Hence, the client wanted a solution to detect if the truck is being lifted from the ground during unloading using computer vision and alert the crane operator to stop the operation immediately. Similarly, the client wanted a solution to help automate the alignment of the container and truck bed during loading of containers.

Our Solution:

Unloading Operation Solution: We deployed LIDAR (Light Detection and Ranging) sensors on the sides of the RTG crane to align with the truck’s position. Using computer vision integrated cameras, the solution can accurately measure the tilt of the truck in case the crane lifts the container before the mechanical lock between the truck chassis and container is opened. Moreover, as soon as the truck tilts beyond a threshold, our solution alerts the crane operator and simultaneously activates a hooter in the crane operator’s cabin. To automate the stopping of the operation, the solution even provides a “STOP” signal to the PLC of the crane.
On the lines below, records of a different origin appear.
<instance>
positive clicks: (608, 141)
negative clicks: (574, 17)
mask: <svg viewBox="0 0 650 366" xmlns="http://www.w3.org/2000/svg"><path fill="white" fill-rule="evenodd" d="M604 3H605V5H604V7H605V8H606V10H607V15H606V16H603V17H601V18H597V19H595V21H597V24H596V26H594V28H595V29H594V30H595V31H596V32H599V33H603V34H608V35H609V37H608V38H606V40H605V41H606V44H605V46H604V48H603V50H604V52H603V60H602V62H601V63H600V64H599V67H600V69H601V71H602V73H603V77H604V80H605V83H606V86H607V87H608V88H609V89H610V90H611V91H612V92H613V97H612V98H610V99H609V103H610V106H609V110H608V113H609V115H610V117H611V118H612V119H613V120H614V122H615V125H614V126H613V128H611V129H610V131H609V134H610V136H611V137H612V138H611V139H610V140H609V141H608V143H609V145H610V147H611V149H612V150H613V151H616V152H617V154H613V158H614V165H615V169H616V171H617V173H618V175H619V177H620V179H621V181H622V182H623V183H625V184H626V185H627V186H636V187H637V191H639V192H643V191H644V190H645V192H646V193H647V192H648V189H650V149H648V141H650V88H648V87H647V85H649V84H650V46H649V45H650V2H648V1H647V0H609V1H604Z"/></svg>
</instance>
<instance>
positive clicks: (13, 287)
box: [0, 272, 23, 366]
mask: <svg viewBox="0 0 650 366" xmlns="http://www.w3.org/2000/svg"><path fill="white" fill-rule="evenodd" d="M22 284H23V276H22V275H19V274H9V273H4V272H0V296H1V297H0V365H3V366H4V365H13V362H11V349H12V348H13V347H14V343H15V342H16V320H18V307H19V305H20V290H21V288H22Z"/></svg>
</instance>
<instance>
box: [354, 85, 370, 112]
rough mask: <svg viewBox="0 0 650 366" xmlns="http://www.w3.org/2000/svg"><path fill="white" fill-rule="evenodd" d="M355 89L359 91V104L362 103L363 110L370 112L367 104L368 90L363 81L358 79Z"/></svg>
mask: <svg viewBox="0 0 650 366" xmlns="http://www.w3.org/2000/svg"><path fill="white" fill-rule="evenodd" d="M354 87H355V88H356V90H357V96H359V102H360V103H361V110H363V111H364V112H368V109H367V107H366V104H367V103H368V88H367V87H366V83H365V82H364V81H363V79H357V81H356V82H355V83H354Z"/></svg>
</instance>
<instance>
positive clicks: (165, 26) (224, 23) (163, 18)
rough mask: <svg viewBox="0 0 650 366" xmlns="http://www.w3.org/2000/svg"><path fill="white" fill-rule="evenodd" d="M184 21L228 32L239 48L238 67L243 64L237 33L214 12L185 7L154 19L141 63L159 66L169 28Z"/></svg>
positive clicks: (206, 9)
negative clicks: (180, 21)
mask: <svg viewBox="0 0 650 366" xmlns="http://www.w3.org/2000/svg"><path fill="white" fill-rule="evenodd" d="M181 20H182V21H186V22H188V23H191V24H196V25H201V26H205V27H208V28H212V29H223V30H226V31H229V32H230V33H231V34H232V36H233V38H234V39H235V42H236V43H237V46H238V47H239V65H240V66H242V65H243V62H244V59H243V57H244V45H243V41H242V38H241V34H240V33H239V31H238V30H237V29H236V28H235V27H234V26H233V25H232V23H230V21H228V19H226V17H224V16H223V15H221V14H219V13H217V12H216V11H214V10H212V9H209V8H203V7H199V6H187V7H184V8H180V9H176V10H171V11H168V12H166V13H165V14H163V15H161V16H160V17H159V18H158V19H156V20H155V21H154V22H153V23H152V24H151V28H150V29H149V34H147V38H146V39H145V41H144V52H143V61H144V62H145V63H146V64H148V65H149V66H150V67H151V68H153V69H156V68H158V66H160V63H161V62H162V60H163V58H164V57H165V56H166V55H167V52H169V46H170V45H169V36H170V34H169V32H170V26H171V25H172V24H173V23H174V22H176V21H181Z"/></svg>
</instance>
Loading Operation Solution: We developed a solution by setting up a specialized camera on the crane that aligned exactly with the top of the truck. The computer vision solution then calculates a virtual region, within which the truck must be aligned. The virtual region is visible to truck driver on a screen inside his cabin. Unless the truck driver aligns the truck bed to the virtual region, a red outline will be displayed on the screen along with an instruction to align the truck. During this time, crane operator is also instructed to stop (or slow down) to movement of the container towards the truck.

Once the truck is aligned within the virtual region, the virtual box has a green outline and the crane operator gets an alert on his screen to resume the movement of the container towards the truck. If the operator still continues to move the container towards the truck before it is aligned, our solution sends a command to the crane’s PLC system and stops the operation, while alerting the operator with a hooter.